Önceki yazımızda güvenlik birimlerine gelen veya getirilen çocukların karıştığı olaylarla ilgili TÜİK’in 2023 yılı rakamlarını vererek durumun ciddiyetinden bahsetmiştik.
Yazının yayınlanmasının hemen ardından TÜİK güvenlik birimine getirilen çocuklarla ilgili 2024 yılı istatistiklerini yayınladı ve durumun ciddiyetti rakamlarla da teyit edilmiş oldu.
2024 yılında Güvenlik birimlerine gelen veya getirilen çocukların karıştığı olay sayısının 2023 yılına göre % 9,8 oranında bir artışla 612 bin 651 olması tehlikenin giderek büyüdüğünü gösteriyor.
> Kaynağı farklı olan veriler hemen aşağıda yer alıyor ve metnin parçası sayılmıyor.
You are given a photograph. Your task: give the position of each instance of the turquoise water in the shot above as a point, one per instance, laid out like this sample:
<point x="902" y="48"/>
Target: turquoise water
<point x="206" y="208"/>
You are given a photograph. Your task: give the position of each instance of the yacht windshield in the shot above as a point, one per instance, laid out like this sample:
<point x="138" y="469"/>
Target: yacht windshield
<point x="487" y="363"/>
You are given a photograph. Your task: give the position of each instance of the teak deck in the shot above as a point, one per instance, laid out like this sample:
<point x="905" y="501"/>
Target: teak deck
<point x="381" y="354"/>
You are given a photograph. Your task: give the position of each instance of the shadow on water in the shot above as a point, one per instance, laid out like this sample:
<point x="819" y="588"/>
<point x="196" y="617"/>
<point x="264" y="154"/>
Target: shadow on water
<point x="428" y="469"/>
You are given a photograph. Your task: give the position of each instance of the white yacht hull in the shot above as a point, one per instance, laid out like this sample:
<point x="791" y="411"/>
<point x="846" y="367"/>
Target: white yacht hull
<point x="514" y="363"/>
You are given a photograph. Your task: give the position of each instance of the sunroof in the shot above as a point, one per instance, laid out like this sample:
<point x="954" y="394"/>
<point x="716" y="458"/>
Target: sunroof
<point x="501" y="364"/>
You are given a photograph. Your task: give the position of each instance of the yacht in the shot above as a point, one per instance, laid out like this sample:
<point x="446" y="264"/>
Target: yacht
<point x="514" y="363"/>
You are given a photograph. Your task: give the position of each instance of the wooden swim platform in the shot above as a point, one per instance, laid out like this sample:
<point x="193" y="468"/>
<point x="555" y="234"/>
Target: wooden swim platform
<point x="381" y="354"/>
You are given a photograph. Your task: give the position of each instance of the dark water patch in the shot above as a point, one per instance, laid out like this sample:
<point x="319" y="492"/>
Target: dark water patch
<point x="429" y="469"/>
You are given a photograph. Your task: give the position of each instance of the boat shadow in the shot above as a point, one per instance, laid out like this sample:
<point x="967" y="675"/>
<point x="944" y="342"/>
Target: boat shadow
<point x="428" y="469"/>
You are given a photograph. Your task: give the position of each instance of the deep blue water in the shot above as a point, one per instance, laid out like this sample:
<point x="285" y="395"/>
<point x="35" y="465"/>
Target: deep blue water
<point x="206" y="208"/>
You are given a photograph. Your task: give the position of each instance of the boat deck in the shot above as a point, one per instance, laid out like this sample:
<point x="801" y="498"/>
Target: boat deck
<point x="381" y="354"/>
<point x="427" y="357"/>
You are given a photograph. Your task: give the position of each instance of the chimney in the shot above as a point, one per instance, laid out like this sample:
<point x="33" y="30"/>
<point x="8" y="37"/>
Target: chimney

Bu olaylarda çocukların 279 bin 620'si mağdur olarak, 202 bin 785'i suça sürüklenme sebebiyle (kanunlarda suç olarak tanımlanan bir fiili işlediği iddiasıyla), 96 bin 438'i bilgisine başvurma amacıyla, 18 bin 561'i kayıp (hakkında kayıp müracaatı yapılıp daha sonra bulunan) olması sebebiyle, 8 bin 729'u kabahat işlediği iddiasıyla, 6 bin 518'i ise bu nedenlerin dışında kalan diğer nedenlerden dolayı güvenlik birimlerine geldi veya getirildi.
Seçilmiş geliş nedenlerinin yıllara göre sayısı, 2020-2024
Tablodan da görüleceği üzere 2020 yılında suça sürüklenmiş (yasadaki ifadeyle) çocuk sayısı 112,200 iken 2024 de bu sayı 202.785’e yükselmiş.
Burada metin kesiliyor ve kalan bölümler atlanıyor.